World coffee output appears to be on for a "significant" increase despite falling a little short of initial hopes, the International Coffee Organization said, estimating declines in only two major producing countries.

The intergovernmental group, in its first detailed estimates for the world coffee harvest in 2012-13, pegged it at a 146.0m bags, short of an outline forecast of "around 147m bags" made last month.

Nonetheless, "early indications are that world coffee production will increase significantly", by 8.4% year on year at current estimates, the organisation said.

While the ICO has failed yet to release an estimate for 2012 coffee consumption, the downgraded forecast still appears in line with the expectations of many observers of a return to a world coffee production surplus.

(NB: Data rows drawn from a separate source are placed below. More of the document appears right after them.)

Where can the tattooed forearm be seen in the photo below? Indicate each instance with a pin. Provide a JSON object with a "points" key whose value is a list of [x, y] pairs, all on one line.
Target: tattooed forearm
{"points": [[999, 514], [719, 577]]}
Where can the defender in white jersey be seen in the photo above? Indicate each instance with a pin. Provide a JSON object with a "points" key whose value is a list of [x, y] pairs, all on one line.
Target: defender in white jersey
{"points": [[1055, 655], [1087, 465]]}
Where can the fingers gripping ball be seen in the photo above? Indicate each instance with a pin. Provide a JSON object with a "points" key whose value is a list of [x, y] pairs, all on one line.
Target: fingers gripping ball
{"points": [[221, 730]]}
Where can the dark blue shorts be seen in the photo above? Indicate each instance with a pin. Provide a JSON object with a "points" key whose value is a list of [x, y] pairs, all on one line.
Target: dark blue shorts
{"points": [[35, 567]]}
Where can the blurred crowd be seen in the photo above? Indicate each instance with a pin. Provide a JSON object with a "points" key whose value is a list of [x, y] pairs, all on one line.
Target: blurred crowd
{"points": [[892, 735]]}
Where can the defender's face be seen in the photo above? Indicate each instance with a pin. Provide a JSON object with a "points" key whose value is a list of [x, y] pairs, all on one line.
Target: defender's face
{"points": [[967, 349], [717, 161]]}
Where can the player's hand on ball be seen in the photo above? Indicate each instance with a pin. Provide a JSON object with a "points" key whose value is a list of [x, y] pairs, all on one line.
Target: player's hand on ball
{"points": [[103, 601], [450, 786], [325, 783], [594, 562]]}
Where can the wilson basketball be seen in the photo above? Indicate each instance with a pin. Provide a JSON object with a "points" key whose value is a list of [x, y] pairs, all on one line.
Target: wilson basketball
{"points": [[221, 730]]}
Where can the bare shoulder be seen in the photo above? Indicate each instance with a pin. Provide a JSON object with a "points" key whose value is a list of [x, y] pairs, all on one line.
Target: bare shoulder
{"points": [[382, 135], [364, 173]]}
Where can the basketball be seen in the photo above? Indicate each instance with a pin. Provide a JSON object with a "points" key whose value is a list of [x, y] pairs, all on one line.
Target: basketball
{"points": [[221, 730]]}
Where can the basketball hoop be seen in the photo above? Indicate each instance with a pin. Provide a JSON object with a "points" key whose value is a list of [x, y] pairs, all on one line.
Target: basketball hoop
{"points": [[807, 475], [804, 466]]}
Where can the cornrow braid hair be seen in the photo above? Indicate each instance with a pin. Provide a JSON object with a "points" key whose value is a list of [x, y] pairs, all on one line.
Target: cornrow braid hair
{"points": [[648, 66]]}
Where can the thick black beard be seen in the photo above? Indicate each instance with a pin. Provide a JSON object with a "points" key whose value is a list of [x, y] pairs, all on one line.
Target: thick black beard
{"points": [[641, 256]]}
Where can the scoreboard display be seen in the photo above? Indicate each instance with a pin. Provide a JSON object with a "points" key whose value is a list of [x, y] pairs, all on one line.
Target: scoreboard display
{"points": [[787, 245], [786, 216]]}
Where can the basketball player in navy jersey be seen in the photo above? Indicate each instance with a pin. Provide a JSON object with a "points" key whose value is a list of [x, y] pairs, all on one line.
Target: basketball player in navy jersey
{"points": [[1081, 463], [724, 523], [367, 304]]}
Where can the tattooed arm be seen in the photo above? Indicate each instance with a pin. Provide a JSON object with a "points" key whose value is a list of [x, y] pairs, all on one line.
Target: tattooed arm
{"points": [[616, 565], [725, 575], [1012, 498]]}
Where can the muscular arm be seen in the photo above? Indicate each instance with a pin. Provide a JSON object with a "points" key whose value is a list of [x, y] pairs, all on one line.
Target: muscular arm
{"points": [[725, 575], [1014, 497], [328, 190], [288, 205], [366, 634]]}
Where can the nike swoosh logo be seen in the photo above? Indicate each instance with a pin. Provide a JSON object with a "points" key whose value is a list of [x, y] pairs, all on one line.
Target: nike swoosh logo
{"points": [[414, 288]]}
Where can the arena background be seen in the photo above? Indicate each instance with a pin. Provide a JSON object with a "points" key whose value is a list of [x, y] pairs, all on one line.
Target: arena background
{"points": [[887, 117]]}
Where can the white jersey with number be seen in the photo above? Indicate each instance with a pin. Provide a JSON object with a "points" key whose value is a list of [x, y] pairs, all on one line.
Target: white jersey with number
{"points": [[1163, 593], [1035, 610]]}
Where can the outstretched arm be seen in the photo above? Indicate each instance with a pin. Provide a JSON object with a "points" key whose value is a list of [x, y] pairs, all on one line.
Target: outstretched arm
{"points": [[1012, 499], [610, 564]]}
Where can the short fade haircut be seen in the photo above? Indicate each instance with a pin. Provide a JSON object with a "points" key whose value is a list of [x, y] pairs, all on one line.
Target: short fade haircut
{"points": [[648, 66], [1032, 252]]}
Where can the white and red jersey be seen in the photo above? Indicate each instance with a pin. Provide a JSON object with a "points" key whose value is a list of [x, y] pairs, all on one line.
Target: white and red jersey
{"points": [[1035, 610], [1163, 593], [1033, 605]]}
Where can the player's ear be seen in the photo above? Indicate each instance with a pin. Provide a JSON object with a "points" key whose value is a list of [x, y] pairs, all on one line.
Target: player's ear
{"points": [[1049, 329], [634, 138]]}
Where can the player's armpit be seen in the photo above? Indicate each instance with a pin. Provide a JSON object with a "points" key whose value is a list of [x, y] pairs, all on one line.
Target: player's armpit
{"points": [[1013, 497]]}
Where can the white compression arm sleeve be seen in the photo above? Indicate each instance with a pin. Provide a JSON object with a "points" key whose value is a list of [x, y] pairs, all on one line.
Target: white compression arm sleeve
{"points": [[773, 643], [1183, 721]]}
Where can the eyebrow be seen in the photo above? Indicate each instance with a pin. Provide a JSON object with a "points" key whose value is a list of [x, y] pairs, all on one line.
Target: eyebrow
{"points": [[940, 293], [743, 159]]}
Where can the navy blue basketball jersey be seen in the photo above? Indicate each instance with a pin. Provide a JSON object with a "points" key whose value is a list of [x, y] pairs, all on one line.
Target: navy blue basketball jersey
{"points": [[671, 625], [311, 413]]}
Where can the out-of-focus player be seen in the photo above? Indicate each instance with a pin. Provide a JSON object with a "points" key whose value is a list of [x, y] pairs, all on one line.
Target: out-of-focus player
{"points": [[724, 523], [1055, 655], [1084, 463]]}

Consumption, which "remains resilient", was 139.0m bags last year.

Leading producers

The increased output reflects a 16.1% rise to 50.5m bags in output in Brazil, the top producing country, enjoying an "on" season in its two-year cycle of higher and lower harvests.

This total comprises nearly 40m bags of arabica beans, and 12.5m bags of robusta.

However, Colombia, the second-ranked arabica producer, will enjoy even stronger growth, of 17.7% to 9.0m bags, after a succession of seasons where output has been held back by poor weather and the knock-on effect of a replanting programme.

And output in Indonesia, a major robusta producer, will rise by 35% to 11.7m bags, recovering from a "weather-affected crop" last season, with "early signs" that Uganda's coffee crop will recovered from last season's levels, which were depressed by low rainfall to 2.8m bags,

Disease threat

Indeed, among major producing countries, only Honduras, with a 9.6% drop to 5.4m bags in its harvest, and Vietnam, with an 8.6% fall to 22.0m bags, are on for a smaller crop, on ICO forecasts.

Both countries enjoyed bumper harvests in 2011-12.

However, harvests Costa Rica, El Salvador and Guatemala "could yet be curtailed by the spread of coffee leaf rust, which is affecting several countries in Central America", the ICO said.

Arabica coffee for March stood 1.8% at 149.65 cents a pound in New York in late deals, while London arabica beans for March were 0.2% higher at $1,884 a tonne.